13 yaşında erginleşen fil, 3 yılda bir olmak üzere ömründe 20 defâ yavrular.Her doğumda genellikle 90-100 kg ağırlıkta 1 yavru doğurur. Doğumda bütün fil topluluğu anne ve yavruya günlerce sevgi gösterisinde bulunur.Yavruyu 6 ay emzirir. Gebelik süresi Hindistan filinde 19-21 ay, Afrika filinde 22 aydır. Eşler, gözlerden uzak yerlerde çiftleşir. Bu özelliklerinden dolayı esir filler kendilerini gizleyebilecek ortamlarda normal olarak ürer, kafes içindekiler ise kendilerini yabancı gözlerden saklayamadıklarından kolay kolay üremezler. Birbirini ve yavrularını hortumlarıyla severler.

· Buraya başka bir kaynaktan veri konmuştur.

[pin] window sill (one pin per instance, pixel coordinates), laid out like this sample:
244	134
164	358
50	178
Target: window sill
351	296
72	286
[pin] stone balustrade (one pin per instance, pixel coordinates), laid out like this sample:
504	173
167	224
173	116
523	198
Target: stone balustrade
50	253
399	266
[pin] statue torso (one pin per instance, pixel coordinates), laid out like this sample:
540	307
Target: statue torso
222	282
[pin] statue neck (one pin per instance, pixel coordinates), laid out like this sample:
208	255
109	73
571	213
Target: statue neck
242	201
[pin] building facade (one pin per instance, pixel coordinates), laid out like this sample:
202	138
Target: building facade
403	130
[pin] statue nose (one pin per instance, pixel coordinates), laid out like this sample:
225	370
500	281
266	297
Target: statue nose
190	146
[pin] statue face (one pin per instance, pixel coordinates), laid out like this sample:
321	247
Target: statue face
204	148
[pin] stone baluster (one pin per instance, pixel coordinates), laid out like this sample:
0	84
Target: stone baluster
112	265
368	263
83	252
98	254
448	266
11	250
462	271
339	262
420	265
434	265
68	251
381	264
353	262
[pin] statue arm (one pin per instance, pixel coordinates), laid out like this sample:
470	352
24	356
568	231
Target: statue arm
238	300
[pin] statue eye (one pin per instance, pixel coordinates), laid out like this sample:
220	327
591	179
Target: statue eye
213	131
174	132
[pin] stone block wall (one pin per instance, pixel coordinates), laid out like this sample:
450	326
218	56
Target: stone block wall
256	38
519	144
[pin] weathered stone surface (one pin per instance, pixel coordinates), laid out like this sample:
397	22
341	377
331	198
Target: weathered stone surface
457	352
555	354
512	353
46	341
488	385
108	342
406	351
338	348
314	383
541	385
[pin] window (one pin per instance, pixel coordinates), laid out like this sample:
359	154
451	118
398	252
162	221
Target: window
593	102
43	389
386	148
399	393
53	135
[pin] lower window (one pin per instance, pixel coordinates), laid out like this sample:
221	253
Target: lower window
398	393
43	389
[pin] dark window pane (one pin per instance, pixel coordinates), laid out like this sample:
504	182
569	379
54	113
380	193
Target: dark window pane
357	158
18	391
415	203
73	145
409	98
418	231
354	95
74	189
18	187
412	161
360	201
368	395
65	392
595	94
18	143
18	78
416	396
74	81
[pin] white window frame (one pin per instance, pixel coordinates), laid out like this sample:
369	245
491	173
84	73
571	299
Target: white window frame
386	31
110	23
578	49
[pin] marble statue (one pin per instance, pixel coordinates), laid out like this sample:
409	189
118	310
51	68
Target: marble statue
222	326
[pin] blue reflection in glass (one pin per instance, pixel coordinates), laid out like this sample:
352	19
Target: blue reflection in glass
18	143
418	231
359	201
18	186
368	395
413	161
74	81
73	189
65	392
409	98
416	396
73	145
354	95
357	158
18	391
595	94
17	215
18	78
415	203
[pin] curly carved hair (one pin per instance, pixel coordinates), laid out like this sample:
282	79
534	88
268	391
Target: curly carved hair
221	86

Çok eski yıllardan beri evcilleştirilerek insanlığın hizmetinde bulunmuşlardır.Yük hayvanı olarak veya avda ve harplerde kullanılmışlardır. Eski devir muhârebelerinin canlı tankları olarak anılırlar.M.Ö. 218 târihinde Kartaca komutanı Anibal 37 savaşçı filini Alp Dağlarından Roma Ovasına indirerek, İkinci Pön Savaşında kullanması meşhurdur.Pers ve Hintliler de çeşitli savaşlarda kullanmış, kale kapılarını fillere söktürmüşlerdir. Yemen Melîki Ebrehe'nin fillerle Kâbe-i şerîf üzerine yürümesi, târihe Fil Yılı olarak geçmiştir. Fakat Ebrehe bu hâdisede rezil ve rüsvâ olmuştur.

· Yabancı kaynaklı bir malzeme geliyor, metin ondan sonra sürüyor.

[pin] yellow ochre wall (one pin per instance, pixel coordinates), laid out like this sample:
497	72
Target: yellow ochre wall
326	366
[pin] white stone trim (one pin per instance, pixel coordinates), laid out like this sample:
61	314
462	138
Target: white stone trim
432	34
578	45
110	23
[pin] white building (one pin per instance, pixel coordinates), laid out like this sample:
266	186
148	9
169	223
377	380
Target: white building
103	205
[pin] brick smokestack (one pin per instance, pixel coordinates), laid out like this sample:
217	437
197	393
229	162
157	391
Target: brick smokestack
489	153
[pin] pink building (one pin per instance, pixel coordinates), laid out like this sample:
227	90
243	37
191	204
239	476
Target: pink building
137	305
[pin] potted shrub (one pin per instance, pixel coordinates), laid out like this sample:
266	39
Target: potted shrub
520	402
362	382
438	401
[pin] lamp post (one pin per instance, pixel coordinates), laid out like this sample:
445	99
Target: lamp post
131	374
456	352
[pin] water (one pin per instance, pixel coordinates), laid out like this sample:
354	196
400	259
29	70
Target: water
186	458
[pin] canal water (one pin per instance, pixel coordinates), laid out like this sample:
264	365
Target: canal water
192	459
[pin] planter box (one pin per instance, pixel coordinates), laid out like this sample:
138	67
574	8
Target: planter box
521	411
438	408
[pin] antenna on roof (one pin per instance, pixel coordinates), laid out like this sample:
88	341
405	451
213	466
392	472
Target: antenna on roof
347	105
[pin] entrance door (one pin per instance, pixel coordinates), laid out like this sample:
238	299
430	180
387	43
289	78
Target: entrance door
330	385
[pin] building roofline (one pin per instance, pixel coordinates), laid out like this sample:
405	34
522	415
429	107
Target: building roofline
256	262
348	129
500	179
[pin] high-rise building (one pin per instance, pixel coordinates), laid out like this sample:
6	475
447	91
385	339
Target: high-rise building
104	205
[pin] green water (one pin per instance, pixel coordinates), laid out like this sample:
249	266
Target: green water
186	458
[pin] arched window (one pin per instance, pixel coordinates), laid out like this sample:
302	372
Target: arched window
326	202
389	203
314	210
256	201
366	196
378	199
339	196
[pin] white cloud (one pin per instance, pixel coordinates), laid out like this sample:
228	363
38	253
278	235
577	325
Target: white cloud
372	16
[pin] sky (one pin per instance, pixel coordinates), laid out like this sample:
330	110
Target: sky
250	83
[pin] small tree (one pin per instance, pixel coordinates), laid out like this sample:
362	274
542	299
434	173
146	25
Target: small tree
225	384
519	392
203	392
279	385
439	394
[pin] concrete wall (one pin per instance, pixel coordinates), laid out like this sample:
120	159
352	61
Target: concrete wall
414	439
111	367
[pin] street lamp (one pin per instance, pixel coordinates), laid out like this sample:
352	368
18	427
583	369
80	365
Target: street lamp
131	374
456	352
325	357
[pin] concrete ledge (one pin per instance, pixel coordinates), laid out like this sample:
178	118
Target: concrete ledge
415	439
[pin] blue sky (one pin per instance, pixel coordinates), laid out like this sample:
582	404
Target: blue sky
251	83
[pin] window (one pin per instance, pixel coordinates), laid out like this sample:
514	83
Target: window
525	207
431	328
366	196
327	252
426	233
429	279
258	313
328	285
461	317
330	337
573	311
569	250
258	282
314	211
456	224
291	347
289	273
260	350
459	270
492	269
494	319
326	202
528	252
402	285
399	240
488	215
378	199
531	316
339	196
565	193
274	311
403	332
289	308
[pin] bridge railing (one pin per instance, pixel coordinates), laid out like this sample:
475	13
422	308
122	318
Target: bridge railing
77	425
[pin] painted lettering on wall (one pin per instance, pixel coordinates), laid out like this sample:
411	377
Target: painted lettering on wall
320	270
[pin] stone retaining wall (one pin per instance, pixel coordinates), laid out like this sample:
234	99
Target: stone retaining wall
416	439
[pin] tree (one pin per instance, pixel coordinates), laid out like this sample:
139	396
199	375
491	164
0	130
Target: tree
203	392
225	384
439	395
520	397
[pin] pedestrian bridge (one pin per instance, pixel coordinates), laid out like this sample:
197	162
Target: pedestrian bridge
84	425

Filler zeki, munis, itâatkâr hayvanlardır. Bugün sirklerde eğitilerek çeşitli şaşırtıcı oyunlar yaptırılmaktadır.Afrika filini insana alıştırmak oldukça zordur. Fakat Asya'da Hindistan filleri rahatlıkla evcil hâle getirilebilmektedir.Hattâ Hindistan'da küçük çocuklara dadılık ve bekçilik yapan filler bile vardır. Dışarı çıkacak olan yerli Hintli kadın, çocuğunu bahçedeki filin yanına getirip bırakır. Filin gözetiminde çocuk bahçede rahatça oynar. Fil orada olduğu müddetçe başka bir hayvan da gelip çocuğa zarar veremez. Filin onu ezmesi, çiğnemesi korkusu da yoktur.Hayvan evin bir ferdi gibidir.Sirklerde kullanılan filler, küçük tip Asya türleridir.